What is freedom? - paraschopra
http://paraschopra.com/blog/philosophy/what-is-freedom.htm

======
digitalengineer
If you want to see how deep the rabbit hole of freedom can be, I would
recommend "How I Found Freedom in an Unfree World: A Handbook for Personal
Liberty"

 _No matter whether you are young or old, male or female, married or single, I
think How I Found Freedom in an Unfree Word will probably increase your
understanding of how erroneous thinking causes us to restrict our own freedom.
By increasing your awareness of erroneous thinking and offering you better
alternatives, Harry Browne gives you a chance to make choices that will
increase your freedom and happiness.

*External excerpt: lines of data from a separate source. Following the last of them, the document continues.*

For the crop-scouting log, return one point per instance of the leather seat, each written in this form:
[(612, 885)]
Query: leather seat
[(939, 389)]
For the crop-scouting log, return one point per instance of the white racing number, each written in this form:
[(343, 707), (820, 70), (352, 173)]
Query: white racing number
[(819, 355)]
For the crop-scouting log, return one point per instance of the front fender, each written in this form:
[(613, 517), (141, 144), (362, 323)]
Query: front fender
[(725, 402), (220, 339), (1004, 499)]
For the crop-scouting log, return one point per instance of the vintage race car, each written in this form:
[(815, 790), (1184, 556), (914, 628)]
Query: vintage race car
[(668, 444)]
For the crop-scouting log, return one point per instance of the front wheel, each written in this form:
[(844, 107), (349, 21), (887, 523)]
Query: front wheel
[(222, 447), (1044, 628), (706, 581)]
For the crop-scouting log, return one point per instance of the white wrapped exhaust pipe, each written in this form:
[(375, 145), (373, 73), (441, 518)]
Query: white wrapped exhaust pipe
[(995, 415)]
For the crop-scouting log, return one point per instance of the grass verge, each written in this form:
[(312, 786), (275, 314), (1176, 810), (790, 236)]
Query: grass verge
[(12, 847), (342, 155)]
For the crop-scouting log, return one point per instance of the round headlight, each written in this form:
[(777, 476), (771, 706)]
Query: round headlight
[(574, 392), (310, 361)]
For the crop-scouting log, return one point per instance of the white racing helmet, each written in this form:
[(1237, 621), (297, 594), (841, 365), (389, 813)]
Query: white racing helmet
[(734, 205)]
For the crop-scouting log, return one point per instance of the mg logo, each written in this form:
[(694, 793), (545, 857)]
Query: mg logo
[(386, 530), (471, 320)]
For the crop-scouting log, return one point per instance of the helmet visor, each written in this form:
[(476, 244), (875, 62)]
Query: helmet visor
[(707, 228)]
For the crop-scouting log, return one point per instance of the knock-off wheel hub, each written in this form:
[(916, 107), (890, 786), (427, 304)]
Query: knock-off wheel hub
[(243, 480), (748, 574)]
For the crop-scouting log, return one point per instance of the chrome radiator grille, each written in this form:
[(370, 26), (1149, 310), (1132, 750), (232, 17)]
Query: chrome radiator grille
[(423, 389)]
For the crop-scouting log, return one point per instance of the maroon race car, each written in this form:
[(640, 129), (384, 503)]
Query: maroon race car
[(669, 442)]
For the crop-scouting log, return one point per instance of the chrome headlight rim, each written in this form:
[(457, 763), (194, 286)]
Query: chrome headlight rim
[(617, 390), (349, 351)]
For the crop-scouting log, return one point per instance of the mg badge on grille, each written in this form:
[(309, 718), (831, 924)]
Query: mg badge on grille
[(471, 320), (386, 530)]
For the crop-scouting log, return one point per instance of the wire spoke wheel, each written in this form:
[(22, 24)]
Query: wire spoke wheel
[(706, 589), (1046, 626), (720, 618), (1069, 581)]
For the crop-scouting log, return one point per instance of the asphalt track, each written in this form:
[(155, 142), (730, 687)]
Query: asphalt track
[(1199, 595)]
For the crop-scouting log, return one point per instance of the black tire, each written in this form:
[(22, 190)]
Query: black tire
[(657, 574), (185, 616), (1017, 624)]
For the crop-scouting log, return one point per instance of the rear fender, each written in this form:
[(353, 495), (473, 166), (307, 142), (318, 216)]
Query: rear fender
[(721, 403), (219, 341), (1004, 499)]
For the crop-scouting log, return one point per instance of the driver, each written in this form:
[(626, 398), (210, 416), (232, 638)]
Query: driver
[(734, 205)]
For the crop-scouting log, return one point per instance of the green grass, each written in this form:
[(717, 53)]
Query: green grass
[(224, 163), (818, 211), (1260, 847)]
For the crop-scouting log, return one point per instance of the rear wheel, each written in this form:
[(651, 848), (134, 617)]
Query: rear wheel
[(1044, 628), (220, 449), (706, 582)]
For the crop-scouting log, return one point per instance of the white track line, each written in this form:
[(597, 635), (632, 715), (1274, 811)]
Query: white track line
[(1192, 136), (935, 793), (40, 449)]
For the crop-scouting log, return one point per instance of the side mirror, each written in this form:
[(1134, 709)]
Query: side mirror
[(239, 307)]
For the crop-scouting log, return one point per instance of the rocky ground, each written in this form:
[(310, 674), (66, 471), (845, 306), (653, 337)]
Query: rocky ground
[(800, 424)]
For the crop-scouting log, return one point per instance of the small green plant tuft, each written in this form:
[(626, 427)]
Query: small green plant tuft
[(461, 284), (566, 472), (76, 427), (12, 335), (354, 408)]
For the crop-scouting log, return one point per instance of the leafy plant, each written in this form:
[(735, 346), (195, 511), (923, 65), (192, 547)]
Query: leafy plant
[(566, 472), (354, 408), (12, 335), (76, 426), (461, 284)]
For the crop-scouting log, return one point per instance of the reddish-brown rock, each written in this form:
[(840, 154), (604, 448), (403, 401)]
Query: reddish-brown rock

Whether you want to make those choices is
up to you._

More info: [http://www.amazon.com/How-Found-Freedom-Unfree-
World/dp/0965...](http://www.amazon.com/How-Found-Freedom-Unfree-
World/dp/0965603679)

------
vy8vWJlco
Freedom: _noun_ ; 1. the state of having both the authority and ability to
direct the course of one's own life, including to _end_ it ( _IMHO_ ).

------
userulluipeste
Freedom, I am sad to say, is not something that all the people deserve. A
person deserve it only as long and as much as he/she appreciate it. Sometimes
of course, it's easier and tempting, in order to acquire and secure it, to
leverage one's efforts by seducing others with its appeal, no matter if they
are or aren't capable of enjoying it, and fight for freedom collectively.

...I definitely should follow digitalengineer's recommendation and get
(hopefully) a deeper take on freedom's concept.